Changing Irish Climate

ARE we seeing a fundamental change in the political climate of Northern Ireland - or merely a sunny patch of promising weather before the storm erupts again?

There's good reason to believe that, a generation or two hence, this period will be seen as one of bright new directions, when political maneuvering replaced violence.

In recent days, British Prime Minister John Major and Irish Prime Minister Albert Reynolds have kept up their efforts on Northern Ireland, albeit at long range with each on separate trips abroad. To assure unionists, Mr. Major has reiterated that the results of any future peace talks would be put to a referendum in the province. For republicans, he has opened 10 border crossings into the Irish Republic and removed the ban on the voices of Sinn Fein spokesmen being broadcast in Britain.

Mr. Reynolds, though an advocate of moving forward quickly with talks, has sought to put a realistic time frame on any change in Northern Ireland's political status. ``Let the people decide if they want a change,'' he said, ``and if in 25 years' time or 20 years' time or whatever, they feel there's more benefit that way than the other, well fine, let them make the decision.''

Wisely said.
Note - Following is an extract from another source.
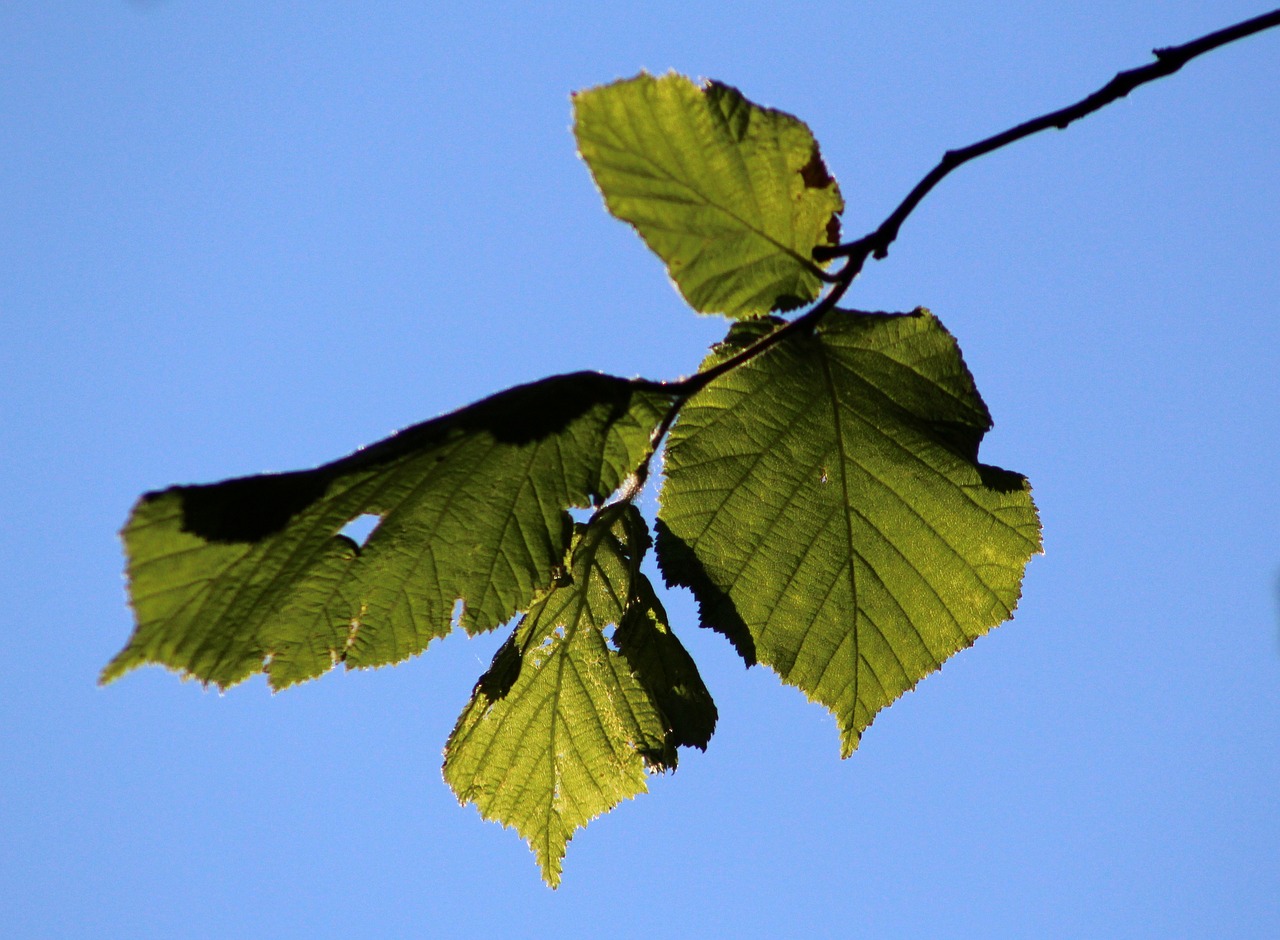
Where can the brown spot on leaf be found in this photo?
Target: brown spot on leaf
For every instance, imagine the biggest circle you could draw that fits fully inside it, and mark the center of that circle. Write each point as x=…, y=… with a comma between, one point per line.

A rush to a settlement would do more harm than good. Northern Ireland needs a period in which its people can experience life without shootings and bombings, without an occupying army, and with more jobs and prosperity. In this better climate, some new self-rule scheme - not yet devised or debated - might be possible. It could provide a comfort level on both sides that would make nominal rule under either Britain or Ireland acceptable to the majority of both Catholics and Protestants.

Today, unprecedented steps toward a brighter future are under way. Both republicans and unionists are heading to the United States to lobby. This is the new ``war,'' a war of words aimed at winning the international community to their positions. Someday, it will be a war of ballots and votes, a time to choose how to best express a sense of national identity.

It is the only ``war'' in Northern Ireland that has ever made sense.